L’experte de l’Ademe suggère de ne pas négliger une autre technologie, certes moins à la mode, mais prometteuse: l’électrolyse du fer, qui consiste à dissoudre le minerai dans un bain conducteur où circule un courant électrique pour obtenir du fer pur. Bien que son développement en laboratoire soit moins avancé que celui de la réduction directe par hydrogène, cette technologie a l’avantage de requérir des modules de production plus compacts, pouvant être répartis sur le territoire afin de décentraliser la demande en électricité.

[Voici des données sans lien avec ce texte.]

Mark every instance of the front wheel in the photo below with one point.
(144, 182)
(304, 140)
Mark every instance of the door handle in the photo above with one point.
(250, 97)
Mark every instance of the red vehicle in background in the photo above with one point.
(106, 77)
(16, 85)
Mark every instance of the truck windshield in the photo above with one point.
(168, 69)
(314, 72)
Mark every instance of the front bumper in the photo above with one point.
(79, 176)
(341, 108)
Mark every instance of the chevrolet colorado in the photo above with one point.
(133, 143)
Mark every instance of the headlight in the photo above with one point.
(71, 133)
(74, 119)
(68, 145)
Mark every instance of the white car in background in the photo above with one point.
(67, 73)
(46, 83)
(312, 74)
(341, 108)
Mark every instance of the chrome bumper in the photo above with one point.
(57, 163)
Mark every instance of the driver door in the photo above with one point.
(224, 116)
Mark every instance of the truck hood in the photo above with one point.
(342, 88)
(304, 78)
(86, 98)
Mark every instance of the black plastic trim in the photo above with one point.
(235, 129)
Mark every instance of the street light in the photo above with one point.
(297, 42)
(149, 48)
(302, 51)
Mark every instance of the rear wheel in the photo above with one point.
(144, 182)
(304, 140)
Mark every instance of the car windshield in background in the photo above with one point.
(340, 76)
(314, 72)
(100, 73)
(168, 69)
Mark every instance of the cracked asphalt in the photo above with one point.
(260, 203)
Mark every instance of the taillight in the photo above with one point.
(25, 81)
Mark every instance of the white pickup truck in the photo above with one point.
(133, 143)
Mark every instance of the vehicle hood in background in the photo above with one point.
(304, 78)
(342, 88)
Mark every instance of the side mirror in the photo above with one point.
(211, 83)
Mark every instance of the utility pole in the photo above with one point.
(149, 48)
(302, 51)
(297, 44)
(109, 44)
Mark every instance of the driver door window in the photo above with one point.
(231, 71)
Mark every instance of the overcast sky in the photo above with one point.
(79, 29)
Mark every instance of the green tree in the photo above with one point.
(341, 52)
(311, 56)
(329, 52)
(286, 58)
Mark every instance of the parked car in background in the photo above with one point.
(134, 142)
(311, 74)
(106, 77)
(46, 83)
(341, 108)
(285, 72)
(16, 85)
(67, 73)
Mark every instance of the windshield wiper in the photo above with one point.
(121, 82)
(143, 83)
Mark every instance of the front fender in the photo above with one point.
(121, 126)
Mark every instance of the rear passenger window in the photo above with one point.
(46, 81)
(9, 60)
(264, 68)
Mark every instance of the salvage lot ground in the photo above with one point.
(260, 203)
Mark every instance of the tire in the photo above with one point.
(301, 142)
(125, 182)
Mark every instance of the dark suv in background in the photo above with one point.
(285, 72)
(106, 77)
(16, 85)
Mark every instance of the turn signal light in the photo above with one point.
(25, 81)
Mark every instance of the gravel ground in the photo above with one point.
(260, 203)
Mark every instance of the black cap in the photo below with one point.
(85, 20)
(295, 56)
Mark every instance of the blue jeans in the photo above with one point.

Les limites du recyclage de l’acier
« Le recyclage reste le levier le plus efficace pour décarboner l’acier. » Adeline Pillet, spécialiste de la décarbonation à l’Ademe, insiste sur les économies d’énergie et de matière qu’offre la filière secondaire. « Mais on ne pourrait pas passer à 100 % d’acier recyclé « , précise Romain Su, analyste pour l’ONG SteelWatch. La ferraille – c’est-à-dire les déchets d’acier ou de fonte – qui alimente les fours à arc électrique, « c’est l’acier produit il y a dix ans pour les voitures et il y a quarante ans pour le bâtiment. Comme la consommation augmente, notamment dans des pays comme la Chine et l’Inde, la ferraille collectée ne suffit pas à couvrir les besoins mondiaux actuels « , estime-t-il.
Outre la quantité, la qualité limite aussi les possibilités de recyclage. « Les câbles en cuivre ne sont pas séparés de la carrosserie quand les voitures sont broyées en casse. Et ce cuivre rend l’acier plus fragile « , explique Romain Su. Cet acier recyclé ne convient donc pas à certains cahiers des charges, ceux de l’industrie automobile ou des emballages alimentaires par exemple. Les clients des recycleurs sont plutôt à trouver du côté du bâtiment ou des rails de chemin de fer. Mais la ferraille de bonne qualité est une ressource prisée. « Aujourd’hui, une partie de notre ferraille de bonne qualité est exportée parce que ça peut être plus intéressant économiquement d’aller recycler notre matière dans d’autres pays plutôt que chez nos recycleurs français. Donc le premier défi, c’est déjà de pouvoir garder nos déchets sur le territoire national « , analyse Adeline Pillet.